Some universities have also managed to carve out a reputation for postgraduate courses and have become a magnet for high-achieving students. For example, over a third of the students at City University London are on postgraduate courses, with some of the largest courses in business, law and journalism, a total intake of around 7,500. “We have some professional and very specialised Masters courses at the university and, as a result, we have a large volume of applicants,” says vice-chancellor Professor Paul Curran. “For instance, at the Cass Business School, which has a strong international reputation, we have around 9,000 students applying for the MSc’s in Business , but we only have around 2,500 places. In Law, we offer a Bar qualification and this attracts a large proportion of of applicants from Oxbridge. Some students are funded by employers, some by means of scholarships while some are self-funding, for example, there are those who take voluntary redundancy from their jobs and use their severance pay to fund their Masters, and as an opportunity to change direction.”

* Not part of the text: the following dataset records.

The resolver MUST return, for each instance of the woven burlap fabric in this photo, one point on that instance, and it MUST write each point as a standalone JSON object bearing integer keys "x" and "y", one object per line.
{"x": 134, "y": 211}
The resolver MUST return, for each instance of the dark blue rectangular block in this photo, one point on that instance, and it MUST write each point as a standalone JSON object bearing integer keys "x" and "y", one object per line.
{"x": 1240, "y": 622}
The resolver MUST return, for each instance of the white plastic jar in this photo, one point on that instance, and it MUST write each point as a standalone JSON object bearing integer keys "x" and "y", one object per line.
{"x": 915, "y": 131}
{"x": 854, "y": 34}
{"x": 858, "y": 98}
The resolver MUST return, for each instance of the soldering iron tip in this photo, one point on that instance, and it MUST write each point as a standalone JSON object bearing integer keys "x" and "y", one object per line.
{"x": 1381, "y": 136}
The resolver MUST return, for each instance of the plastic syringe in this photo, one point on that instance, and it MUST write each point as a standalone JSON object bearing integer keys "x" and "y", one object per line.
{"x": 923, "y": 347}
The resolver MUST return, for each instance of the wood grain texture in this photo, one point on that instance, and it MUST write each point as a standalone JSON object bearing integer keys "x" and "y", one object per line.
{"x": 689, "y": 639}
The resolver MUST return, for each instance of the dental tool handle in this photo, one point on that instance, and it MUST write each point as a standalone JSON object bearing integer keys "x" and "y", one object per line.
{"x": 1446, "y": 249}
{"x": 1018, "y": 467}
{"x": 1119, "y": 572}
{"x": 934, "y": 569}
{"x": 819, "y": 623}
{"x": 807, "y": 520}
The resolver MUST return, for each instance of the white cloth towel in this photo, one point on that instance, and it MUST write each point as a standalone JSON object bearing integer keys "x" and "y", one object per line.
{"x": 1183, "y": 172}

For many students with a general degree in a subject that they want to use directly in their careers, a Masters in a specific field can give them a head-start in the job market. Robert Stewart, a 28-year-old psychology graduate, decided to take a Masters in cognitive behavioural therapy (CBT) at Buckingham New University. "I wanted to go into the clinical psychology field and a few years ago the Government launched a new initiative called Improving Access to Psychological Therapies, which aims to make psychological therapy more widely available to patients," he says. "So taking the Masters in CBT seemed like the right way to go as there should be more job opportunities in that area. Many of the students on the course are mature students working in the NHS, such as mental health nurses, who now want to upgrade their skills. The CBT approach is now being applied in the business field as well, so there could be other job opportunities there."

Stewart has finished his course and found a job in east Berkshire. As postgraduate students across the country struggle to find jobs, he is one of the fortunate ones.